Gelet op het voorgaande zal de rechtbank op grond van artikel 27ga van de AWR de Hoge Raad vragen duidelijkheid te verschaffen over de volgende vraag:
Hoe moet voor een buitenlands belastingplichtige die (een deel van het jaar) premieplichtig is in Nederland, het PVV-deel van de ouderenkorting worden berekend?
Beslissing
De rechtbank:
- verzoekt de Hoge Raad de volgende vraag door middel van een prejudiciële beslissing te beantwoorden:
Hoe moet voor een buitenlands belastingplichtige die (een deel van het jaar) premieplichtig is in Nederland, het PVV-deel van de ouderenkorting worden berekend?
- houdt iedere verdere beslissing aan en schorst het geding totdat de Hoge Raad naar aanleiding van de vorenstaande vraag uitspraak heeft gedaan.
Deze uitspraak is gedaan op 18 augustus 2023 door mr. A.F.M.Q. Beukers-van Dooren, rechter, in aanwezigheid van mr. F.E.M. Houben, griffier. De uitspraak is openbaar gemaakt door middel van geanonimiseerde publicatie op www.rechtspraak.nl.
griffier | rechter |
Een afschrift van deze uitspraak is verzonden aan partijen op:
Bent u het niet eens met deze uitspraak?
Tegen deze tussenuitspraak staat nog geen hoger beroep open. Tegen deze tussenuitspraak kan hoger beroep worden ingesteld tegelijkertijd met hoger beroep tegen de (eventuele) einduitspraak in deze zaak.
Voetnoten
Voetnoten Uitspraak 18‑08‑2023
Artikel 12, eerste lid, Wfsv.
Artikel 10, tweede lid, Wfsv.
Artikel 8.17 Wet IB 2001, tekst 2021.
(0,1/37,1) maal € 3.291 = € 9 respectievelijk (9,65/37,1) maal € 3.291 = € 865.

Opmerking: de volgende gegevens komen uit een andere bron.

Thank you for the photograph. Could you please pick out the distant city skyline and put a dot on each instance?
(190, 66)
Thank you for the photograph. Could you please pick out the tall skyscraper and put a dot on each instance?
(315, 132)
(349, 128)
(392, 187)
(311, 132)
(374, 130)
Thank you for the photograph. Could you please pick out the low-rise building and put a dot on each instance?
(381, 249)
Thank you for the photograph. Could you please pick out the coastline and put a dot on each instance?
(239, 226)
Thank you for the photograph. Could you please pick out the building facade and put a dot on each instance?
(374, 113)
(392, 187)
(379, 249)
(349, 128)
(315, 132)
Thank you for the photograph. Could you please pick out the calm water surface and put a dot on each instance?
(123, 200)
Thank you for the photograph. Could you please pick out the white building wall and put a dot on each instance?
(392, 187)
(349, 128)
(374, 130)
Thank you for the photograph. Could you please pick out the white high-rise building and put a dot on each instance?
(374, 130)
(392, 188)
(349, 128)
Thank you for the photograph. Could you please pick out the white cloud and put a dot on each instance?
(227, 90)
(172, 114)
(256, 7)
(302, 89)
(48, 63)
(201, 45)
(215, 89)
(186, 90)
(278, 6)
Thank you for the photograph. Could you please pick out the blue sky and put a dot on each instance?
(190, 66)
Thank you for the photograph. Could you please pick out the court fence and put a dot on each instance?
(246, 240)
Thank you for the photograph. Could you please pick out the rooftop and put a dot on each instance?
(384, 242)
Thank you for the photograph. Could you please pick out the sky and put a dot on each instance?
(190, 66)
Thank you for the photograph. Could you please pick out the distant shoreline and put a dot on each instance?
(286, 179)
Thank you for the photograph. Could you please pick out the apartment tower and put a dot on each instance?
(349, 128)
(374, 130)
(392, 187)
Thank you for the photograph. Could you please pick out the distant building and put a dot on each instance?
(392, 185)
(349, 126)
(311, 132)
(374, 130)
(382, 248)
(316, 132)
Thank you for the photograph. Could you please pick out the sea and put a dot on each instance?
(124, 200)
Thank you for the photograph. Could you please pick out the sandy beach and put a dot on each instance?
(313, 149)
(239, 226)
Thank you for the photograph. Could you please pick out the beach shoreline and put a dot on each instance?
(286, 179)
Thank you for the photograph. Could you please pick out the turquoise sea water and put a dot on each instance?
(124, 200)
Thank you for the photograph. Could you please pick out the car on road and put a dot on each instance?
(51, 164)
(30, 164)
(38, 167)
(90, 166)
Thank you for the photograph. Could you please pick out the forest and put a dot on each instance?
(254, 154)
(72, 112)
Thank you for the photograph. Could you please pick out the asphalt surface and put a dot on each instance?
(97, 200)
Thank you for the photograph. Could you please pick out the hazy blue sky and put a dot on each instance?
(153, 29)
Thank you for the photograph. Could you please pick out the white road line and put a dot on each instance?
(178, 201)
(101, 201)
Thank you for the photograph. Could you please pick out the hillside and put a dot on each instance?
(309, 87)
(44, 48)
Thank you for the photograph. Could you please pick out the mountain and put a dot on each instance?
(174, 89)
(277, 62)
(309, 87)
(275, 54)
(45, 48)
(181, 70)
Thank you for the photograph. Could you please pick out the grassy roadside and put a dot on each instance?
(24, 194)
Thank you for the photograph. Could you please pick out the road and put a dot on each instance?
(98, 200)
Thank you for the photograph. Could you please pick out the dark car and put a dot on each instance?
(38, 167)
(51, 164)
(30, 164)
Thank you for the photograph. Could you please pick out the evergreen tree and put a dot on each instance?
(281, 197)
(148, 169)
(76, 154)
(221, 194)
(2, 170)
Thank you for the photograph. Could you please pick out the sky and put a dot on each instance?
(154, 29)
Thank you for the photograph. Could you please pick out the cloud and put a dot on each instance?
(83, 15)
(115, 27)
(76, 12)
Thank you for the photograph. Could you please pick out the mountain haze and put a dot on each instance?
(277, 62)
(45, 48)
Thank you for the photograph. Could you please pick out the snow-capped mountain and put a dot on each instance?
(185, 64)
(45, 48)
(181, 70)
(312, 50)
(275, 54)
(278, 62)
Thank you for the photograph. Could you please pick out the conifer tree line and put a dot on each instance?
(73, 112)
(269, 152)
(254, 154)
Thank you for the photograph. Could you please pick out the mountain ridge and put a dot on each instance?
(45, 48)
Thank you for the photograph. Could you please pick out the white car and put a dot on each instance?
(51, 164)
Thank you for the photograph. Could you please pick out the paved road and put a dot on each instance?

Artikel 12, derde lid, Wfsv io artikel 2.6aRegeling Wfsv.
Artikel 8.10 Wet IB 2001.
Artikel 8.11 Wet IB 2001.
Rechtbank Zeeland-West-Brabant 25 mei 2023, ECLI:NL:RBZWB:2023:3612.
Hoge Raad 17 december 2021, ECLI:NL:HR:2021:1893.
Artikel 12, derde lid, van de Wfsv io artikel 2.6a van de Regeling Wfsv.
MvT Kamerstukken II 2012/13, 33556, nr. 3, p. 12.
Zie bijvoorbeeld ECLI:NL:RBZWB:2023:4801.